Le graphique se trouve dans le site mentionné ci-dessus.
Lecture : LVMH totalise 11 liens avec d’autres entreprises du CAC 40, dont 3 liens uniquement avec Carrefour, via 3 administrateurs ou membres des comités de direction communs aux deux groupes. Une même personne peut être à l’origine de plusieurs liens, si elle siège dans plusieurs CA.

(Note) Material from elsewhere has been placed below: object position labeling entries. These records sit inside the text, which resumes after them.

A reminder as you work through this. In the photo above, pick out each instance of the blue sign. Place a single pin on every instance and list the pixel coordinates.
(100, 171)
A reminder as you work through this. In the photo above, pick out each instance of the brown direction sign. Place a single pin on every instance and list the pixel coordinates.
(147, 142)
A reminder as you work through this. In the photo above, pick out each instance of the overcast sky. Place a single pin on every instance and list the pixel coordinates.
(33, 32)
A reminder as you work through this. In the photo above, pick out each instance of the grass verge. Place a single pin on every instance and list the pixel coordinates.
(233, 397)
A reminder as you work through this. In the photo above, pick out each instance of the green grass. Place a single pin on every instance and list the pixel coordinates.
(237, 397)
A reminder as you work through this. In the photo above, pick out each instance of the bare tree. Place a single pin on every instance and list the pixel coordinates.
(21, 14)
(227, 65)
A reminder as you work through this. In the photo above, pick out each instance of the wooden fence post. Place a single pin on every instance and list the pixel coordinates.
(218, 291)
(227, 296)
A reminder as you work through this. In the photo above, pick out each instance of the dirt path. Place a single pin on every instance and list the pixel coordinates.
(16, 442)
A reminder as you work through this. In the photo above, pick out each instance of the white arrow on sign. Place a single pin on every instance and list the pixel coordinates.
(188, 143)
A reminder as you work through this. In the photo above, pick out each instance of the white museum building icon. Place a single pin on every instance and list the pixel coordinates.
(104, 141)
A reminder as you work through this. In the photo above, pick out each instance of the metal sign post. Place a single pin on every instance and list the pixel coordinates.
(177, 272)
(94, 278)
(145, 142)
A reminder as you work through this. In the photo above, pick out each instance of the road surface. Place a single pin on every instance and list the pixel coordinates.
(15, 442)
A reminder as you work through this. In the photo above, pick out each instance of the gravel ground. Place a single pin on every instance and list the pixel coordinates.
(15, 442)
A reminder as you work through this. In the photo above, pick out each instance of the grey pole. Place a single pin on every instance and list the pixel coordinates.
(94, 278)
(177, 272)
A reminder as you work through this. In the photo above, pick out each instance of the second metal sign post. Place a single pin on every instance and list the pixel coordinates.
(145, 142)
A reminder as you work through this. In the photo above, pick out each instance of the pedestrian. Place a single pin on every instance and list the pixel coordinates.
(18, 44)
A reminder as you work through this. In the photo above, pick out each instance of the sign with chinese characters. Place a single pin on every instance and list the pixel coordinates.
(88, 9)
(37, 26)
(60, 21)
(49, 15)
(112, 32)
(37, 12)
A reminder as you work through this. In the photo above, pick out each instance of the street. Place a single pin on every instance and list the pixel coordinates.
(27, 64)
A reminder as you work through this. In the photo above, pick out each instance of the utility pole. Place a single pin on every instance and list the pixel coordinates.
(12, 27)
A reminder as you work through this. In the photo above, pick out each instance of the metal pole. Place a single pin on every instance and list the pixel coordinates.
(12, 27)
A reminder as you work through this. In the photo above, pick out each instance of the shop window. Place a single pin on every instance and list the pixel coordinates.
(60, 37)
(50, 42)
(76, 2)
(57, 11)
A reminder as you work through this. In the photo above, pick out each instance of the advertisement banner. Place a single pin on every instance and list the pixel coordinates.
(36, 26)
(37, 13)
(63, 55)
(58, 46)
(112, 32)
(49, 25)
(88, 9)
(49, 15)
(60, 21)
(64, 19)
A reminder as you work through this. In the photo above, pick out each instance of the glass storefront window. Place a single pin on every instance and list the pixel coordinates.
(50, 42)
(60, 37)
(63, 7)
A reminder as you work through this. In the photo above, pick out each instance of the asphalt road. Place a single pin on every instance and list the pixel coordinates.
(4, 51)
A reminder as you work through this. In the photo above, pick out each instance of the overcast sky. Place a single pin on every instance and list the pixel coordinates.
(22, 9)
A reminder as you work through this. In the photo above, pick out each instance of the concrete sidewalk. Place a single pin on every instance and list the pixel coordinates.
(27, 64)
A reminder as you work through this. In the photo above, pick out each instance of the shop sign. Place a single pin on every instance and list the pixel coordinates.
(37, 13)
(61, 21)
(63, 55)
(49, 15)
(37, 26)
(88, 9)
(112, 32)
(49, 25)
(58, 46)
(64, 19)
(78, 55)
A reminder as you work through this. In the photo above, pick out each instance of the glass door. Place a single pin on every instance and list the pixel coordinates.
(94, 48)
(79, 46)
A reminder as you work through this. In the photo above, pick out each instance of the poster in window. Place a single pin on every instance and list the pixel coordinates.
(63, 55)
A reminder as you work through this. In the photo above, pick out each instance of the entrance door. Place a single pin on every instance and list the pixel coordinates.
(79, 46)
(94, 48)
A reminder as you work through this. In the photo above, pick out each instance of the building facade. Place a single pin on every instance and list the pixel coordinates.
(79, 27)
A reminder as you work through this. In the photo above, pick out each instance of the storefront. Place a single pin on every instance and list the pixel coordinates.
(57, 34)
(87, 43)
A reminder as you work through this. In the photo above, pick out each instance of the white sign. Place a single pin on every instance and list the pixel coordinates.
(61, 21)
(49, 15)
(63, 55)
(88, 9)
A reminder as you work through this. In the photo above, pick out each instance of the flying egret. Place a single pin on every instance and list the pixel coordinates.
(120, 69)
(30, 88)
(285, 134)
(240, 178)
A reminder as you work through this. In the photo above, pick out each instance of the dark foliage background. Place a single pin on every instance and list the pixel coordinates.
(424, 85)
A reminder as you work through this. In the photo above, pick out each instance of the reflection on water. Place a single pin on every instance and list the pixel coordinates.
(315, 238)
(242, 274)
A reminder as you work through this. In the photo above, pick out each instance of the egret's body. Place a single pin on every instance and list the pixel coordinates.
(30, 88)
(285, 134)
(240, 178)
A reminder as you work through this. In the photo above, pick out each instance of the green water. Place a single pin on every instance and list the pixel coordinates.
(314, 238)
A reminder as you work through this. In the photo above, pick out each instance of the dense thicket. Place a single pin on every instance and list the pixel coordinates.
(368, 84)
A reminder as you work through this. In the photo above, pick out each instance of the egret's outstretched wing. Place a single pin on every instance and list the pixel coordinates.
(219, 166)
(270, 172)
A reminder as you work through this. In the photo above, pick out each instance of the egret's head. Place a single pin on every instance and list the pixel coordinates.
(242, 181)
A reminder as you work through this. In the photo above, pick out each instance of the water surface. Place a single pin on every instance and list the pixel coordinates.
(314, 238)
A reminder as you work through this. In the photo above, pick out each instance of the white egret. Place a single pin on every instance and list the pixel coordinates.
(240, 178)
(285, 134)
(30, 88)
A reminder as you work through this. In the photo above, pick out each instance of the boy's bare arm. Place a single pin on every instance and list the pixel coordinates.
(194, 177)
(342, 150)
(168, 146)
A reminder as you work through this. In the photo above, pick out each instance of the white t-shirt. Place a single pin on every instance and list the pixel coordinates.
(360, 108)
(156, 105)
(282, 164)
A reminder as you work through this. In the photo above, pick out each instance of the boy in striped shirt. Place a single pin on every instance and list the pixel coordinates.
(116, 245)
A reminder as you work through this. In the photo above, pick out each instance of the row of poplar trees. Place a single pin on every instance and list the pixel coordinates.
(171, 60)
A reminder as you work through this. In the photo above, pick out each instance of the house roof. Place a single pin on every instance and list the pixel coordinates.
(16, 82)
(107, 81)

N.B. : Le recueil de ces données a été réalisé au cours du premier trimestre 2018 à partir des données disponibles sur les sites et documents de référence des entreprises.
Les connexions entre entreprises s’effectuent cependant moins souvent à travers une même personne siégeant au CA de plusieurs sociétés. Depuis la loi de 2001 limitant le cumul des mandats d’administrateurs, ce phénomène qui singularisait fortement les entreprises françaises par rapport à leurs homologues étrangères n’a cessé de refluer. Les administrateurs exerçant plus de trois mandats ne représentaient ainsi plus que 1 % des sièges d’administrateurs du CAC en 2016, contre 12 % en 1999. En 2018, le CAC comptait au total 60 administrateurs « cumulards » (exerçant plus d’un mandat au sein de l’indice boursier), contre 94 en 2011.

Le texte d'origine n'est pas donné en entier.